Dadurch hättest Du ja schon näherungsweise Straßensegmente identifiziert. Wäre es dann nicht erst mal einfacher, ganz ohne OSM die Statistik auf diesen Segmenten zu erstellen, d.h. Anzahl der Fahrten je Segment?
Es ist ja schon ein Navigationssystem verbaut, dass das Fahrzeug immer brav auf der Straße anzeigt (inkl. Straßennamen).
Schön wäre natürlich, wenn Du bzw. das Tool Zugriff auf die Navi-DB hättest, d.h. nicht nur auf den Straßenname, sondern auch auf die Straßensegmente mit ID des Datenlieferenten - vermutlich aber eher nicht. Falls die GPS-Punkte aber wirklich alle genau auf der Straße liegen, müsste man doch auch näherungsweise die Geometrie der Navi-Daten rekonstruieren können (das könnte dann allerdings lizenztechnisch problematisch werden).
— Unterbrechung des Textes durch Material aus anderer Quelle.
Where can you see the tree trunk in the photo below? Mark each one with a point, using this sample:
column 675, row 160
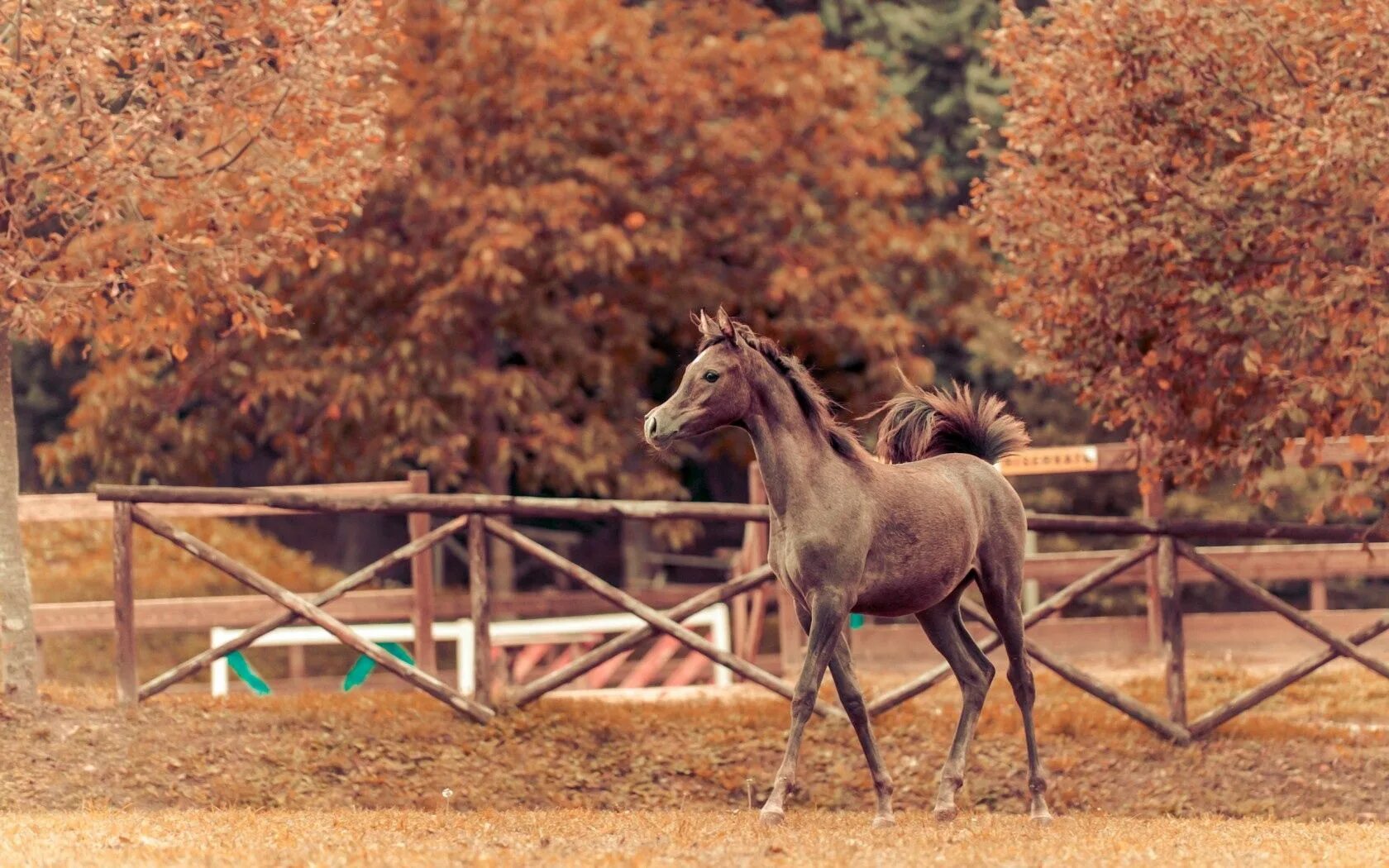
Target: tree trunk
column 18, row 649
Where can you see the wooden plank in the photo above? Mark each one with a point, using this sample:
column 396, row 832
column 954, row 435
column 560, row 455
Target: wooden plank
column 281, row 618
column 87, row 508
column 422, row 579
column 438, row 504
column 122, row 606
column 657, row 510
column 1256, row 563
column 359, row 606
column 308, row 612
column 480, row 598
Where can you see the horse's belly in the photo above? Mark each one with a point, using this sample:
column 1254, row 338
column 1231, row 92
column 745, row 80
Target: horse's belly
column 906, row 594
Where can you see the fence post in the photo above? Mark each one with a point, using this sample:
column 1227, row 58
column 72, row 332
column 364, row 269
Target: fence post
column 1153, row 508
column 122, row 568
column 1174, row 643
column 481, row 603
column 422, row 579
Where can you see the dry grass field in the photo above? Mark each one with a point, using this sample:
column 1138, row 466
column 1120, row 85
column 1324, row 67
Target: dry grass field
column 666, row 837
column 359, row 780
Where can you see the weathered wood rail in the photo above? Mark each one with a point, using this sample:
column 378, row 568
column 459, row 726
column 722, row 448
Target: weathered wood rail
column 1164, row 549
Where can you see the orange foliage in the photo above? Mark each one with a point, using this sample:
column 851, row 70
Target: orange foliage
column 1192, row 207
column 573, row 179
column 156, row 157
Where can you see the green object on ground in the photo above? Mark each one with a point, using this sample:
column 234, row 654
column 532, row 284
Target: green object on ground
column 243, row 670
column 361, row 670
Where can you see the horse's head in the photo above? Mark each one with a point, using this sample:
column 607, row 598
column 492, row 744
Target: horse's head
column 714, row 392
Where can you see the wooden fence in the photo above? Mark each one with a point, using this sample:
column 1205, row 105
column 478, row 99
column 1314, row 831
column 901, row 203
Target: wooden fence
column 1167, row 545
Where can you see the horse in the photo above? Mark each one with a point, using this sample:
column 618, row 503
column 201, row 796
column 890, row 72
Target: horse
column 903, row 535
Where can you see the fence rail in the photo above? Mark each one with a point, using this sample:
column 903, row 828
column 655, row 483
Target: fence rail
column 1166, row 547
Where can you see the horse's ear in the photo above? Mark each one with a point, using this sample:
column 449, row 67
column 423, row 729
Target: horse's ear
column 704, row 324
column 725, row 325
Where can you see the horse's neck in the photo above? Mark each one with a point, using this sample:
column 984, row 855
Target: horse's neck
column 790, row 455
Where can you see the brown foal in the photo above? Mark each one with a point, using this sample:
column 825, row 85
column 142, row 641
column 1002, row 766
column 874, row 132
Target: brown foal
column 899, row 537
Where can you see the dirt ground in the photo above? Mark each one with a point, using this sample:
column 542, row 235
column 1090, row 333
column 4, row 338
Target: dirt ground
column 1319, row 751
column 666, row 837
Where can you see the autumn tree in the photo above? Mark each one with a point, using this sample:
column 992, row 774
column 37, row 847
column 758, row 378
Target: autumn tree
column 155, row 160
column 1192, row 207
column 578, row 177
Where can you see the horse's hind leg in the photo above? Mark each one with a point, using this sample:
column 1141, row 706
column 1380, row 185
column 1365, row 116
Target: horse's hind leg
column 974, row 672
column 1003, row 599
column 842, row 667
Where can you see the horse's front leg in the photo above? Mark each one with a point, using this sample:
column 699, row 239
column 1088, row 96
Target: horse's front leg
column 827, row 620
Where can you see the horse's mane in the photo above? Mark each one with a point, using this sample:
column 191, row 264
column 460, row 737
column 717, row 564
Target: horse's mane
column 817, row 406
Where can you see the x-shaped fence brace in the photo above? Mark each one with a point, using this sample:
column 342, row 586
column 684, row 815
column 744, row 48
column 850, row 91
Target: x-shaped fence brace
column 668, row 622
column 308, row 610
column 1174, row 729
column 1335, row 646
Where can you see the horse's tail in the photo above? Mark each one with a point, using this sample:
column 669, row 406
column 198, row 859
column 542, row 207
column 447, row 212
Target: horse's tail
column 920, row 424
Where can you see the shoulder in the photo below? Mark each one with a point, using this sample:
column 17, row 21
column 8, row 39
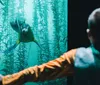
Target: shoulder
column 83, row 57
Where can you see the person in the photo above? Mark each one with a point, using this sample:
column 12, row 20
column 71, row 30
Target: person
column 83, row 63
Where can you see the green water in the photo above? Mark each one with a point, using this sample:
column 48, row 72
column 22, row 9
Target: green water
column 48, row 21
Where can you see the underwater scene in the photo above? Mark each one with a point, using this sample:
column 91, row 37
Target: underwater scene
column 32, row 32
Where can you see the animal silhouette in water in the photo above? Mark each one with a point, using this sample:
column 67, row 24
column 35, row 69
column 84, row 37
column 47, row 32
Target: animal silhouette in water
column 24, row 31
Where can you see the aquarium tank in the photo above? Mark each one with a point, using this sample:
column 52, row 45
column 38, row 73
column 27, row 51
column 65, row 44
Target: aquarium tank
column 47, row 22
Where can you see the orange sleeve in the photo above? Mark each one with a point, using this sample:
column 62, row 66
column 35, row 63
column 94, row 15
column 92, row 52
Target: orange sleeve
column 60, row 67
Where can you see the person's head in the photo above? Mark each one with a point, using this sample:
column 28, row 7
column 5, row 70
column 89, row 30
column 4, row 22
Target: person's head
column 94, row 27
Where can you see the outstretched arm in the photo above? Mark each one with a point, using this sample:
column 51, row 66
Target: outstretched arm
column 60, row 67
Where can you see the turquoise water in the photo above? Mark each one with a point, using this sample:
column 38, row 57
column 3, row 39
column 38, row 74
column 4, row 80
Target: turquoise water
column 48, row 22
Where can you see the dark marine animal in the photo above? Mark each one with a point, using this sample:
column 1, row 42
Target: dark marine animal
column 24, row 31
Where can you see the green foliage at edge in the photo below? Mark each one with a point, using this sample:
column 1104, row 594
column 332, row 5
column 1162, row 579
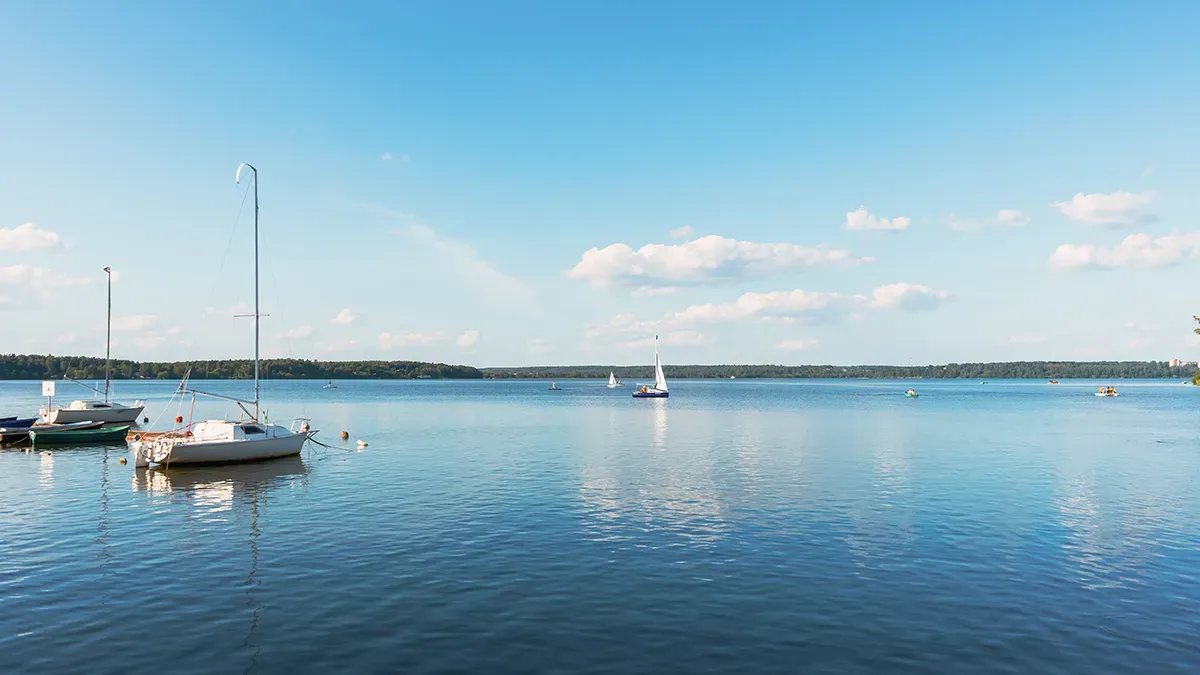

Es gibt nämlich mehrere Arbeiten, die kommerzielle Navi-Daten mit OSM vergleichen und dazu sicher auch Mechanismen zur Zuordnung von Navi- zu OSM-Daten erstellt haben, die Du dann evtl. verwenden könntest (Links auf der Research Seite im Wiki):
- "Abbildung von Straßendaten für Qualitätsuntersuchungen - Ein Vergleich von OpenStreetMap mit Navteq" Ina Ludwig - 2010
"Der Vergleich basiert auf einer aus der Geodäsie stammenden Methode zur Abbildung oder Zuordnung von ähnlichen räumlichen Objekten aus verschiedenen Datenquellen"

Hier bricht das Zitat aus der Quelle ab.